Isto porque o narrador tem de
interromper a observação do curso dos acontecimentos por ser
obrigado a participar no jogo de futebol. As personagens secundárias
gravitam à volta deste narrador, cuja atenção está dividida: o
narrador, enquanto menino, está simultaneamente no campo com os
colegas, a seguir os movimentos do jogo, a participar do mesmo; e
está, também, atento ao que acontece com o Tio Juvêncio, irmão da
mãe.
O narrador adulto tenta organizar o
quebra-cabeças que consiste em desvendar o papel desempenhado por
cada actor ou interveniente próximo na sua infância naquele
episódio já distante ( pois o tempo presente, em que narra a
história a história ao irmão, na tentativa de juntar as peças que
faltam, é já o tempo da idade adulta e a passagem dos anos que o
separam da infância já cobriu os acontecimentos passados com a
fina camada de areia que esbate as cores e contornos originais),
desde o comportamento disfuncional do pai em relação à família,
ao estranho relacionamento entre a mãe e o irmão – o tio
Juvêncio. Os dois parecem-se mais com amantes do que com irmãos.

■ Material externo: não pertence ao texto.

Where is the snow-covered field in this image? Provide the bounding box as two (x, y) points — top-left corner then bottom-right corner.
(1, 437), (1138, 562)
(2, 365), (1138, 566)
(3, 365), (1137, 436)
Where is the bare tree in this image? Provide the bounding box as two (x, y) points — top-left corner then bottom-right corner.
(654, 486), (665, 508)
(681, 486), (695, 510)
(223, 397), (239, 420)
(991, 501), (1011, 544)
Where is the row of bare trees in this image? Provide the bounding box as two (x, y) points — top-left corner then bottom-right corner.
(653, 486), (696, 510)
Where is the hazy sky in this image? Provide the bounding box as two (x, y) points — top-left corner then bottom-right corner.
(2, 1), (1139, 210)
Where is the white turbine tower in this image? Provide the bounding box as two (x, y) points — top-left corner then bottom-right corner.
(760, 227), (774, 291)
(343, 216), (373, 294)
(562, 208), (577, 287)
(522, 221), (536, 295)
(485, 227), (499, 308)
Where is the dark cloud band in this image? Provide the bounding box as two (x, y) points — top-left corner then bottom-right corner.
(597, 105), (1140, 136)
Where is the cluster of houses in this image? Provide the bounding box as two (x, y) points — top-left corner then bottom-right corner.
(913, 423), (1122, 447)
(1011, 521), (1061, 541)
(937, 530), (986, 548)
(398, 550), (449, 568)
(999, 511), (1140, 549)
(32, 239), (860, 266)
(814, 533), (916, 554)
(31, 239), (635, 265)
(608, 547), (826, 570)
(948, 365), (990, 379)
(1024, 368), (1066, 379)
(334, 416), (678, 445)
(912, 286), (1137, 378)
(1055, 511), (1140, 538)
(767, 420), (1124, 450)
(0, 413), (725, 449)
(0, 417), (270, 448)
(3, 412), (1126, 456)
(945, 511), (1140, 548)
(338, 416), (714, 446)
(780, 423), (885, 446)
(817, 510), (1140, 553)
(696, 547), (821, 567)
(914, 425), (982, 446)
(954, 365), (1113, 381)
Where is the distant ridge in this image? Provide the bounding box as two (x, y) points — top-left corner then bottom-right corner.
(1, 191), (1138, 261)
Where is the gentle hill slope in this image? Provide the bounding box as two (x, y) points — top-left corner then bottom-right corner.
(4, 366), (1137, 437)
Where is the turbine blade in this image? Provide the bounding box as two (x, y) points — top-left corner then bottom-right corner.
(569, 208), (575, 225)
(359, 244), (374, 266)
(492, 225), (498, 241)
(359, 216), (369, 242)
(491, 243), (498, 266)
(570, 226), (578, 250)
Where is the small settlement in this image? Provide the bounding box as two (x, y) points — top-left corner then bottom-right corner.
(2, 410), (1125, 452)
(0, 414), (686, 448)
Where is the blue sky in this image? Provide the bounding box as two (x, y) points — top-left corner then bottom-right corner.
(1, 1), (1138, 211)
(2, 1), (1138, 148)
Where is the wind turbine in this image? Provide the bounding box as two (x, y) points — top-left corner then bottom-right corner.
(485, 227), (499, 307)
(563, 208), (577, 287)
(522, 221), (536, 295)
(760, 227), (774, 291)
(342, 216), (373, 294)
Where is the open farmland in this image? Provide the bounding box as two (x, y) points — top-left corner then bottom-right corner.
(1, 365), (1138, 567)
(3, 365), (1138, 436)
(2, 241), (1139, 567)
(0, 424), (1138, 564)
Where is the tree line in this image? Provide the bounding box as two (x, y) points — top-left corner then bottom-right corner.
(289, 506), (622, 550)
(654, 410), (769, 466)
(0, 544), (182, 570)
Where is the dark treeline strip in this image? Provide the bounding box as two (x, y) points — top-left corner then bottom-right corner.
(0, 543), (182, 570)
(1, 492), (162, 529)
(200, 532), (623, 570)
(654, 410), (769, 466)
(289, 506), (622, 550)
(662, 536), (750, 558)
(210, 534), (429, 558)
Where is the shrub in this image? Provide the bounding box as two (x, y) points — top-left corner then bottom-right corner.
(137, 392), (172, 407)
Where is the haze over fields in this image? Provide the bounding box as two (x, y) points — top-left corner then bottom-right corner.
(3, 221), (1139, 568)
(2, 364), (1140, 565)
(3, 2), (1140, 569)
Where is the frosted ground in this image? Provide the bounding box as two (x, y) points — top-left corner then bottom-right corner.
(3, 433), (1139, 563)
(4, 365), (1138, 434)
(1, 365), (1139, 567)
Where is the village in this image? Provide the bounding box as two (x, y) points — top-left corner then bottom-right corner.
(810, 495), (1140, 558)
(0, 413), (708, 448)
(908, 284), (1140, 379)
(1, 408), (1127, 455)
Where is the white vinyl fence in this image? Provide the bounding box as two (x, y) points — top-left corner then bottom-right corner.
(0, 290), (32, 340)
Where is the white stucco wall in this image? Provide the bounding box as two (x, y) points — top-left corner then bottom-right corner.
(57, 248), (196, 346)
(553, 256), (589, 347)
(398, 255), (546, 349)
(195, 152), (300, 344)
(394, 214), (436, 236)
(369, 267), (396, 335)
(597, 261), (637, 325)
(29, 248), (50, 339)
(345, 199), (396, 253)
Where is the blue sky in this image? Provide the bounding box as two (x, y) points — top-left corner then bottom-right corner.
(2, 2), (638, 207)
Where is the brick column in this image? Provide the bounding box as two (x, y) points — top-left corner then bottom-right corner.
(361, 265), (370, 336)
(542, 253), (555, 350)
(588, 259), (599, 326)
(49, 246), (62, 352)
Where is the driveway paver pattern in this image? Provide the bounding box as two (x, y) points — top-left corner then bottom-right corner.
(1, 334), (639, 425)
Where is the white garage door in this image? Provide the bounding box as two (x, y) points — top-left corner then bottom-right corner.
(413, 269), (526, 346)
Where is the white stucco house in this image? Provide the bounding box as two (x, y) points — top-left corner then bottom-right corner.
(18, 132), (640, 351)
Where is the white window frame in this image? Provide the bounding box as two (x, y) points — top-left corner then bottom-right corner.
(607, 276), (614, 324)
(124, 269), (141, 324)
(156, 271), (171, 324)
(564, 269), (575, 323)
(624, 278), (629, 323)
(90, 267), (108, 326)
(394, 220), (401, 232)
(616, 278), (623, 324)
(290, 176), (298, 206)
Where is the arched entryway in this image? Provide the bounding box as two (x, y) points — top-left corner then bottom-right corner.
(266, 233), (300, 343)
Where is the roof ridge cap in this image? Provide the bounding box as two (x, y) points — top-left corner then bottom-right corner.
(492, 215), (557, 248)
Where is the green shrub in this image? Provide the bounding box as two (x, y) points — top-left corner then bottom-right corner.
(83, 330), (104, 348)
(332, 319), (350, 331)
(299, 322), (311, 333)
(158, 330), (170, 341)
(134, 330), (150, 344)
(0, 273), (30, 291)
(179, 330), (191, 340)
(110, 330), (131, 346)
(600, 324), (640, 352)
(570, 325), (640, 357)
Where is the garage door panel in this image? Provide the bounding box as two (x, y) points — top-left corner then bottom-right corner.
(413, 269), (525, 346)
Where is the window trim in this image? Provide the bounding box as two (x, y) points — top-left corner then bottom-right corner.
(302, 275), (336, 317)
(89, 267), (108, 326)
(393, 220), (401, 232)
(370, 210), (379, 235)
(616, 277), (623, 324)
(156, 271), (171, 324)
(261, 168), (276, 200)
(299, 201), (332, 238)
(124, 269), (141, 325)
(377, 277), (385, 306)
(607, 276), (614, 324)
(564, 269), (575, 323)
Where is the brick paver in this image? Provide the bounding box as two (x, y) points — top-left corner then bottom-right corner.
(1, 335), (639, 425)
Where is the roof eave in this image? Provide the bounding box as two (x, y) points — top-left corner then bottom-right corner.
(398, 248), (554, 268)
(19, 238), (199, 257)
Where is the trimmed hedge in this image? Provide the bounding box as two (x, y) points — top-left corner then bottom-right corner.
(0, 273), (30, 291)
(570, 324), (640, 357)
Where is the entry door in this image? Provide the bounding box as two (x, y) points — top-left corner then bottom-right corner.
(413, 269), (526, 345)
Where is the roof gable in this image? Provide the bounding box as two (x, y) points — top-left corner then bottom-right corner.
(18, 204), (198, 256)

Outro aspecto focado pelo narrador adulto passa pela relação deste,
enquanto criança, e o seu grupo de pares (o teor da relação com os
colegas da escola é estabelecido pela alcunha, atribuída a cada um
deles).
O final pode ser, para alguns,
desconcertante, apesar de o desenvolvimento da trama ter algumas
semelhanças com a forma como se desenvolve o curso dos
acontecimentos de Crónica de uma Morte anunciada de Gabriel
García Márquez, deixando-nos assim, através de um exercício
analógico, adivinhar a tragédia que se avizinha, pelas pistas que o
narrador vai deixando, à medida que reconstrói a história do
passado comum, para o seu interlocutor. Outro elemento que nos faz
pensar que nem tudo poderá correr bem no fina é o sentimento de
impotência, demonstrado pelo narrador adulto que se agrega a um
crescendum de ansiedade, que é demonstrado por este enquanto
criança, pela intuição de que algo estranho se passa enquanto
assiste e participa no desafio de futebol na escola.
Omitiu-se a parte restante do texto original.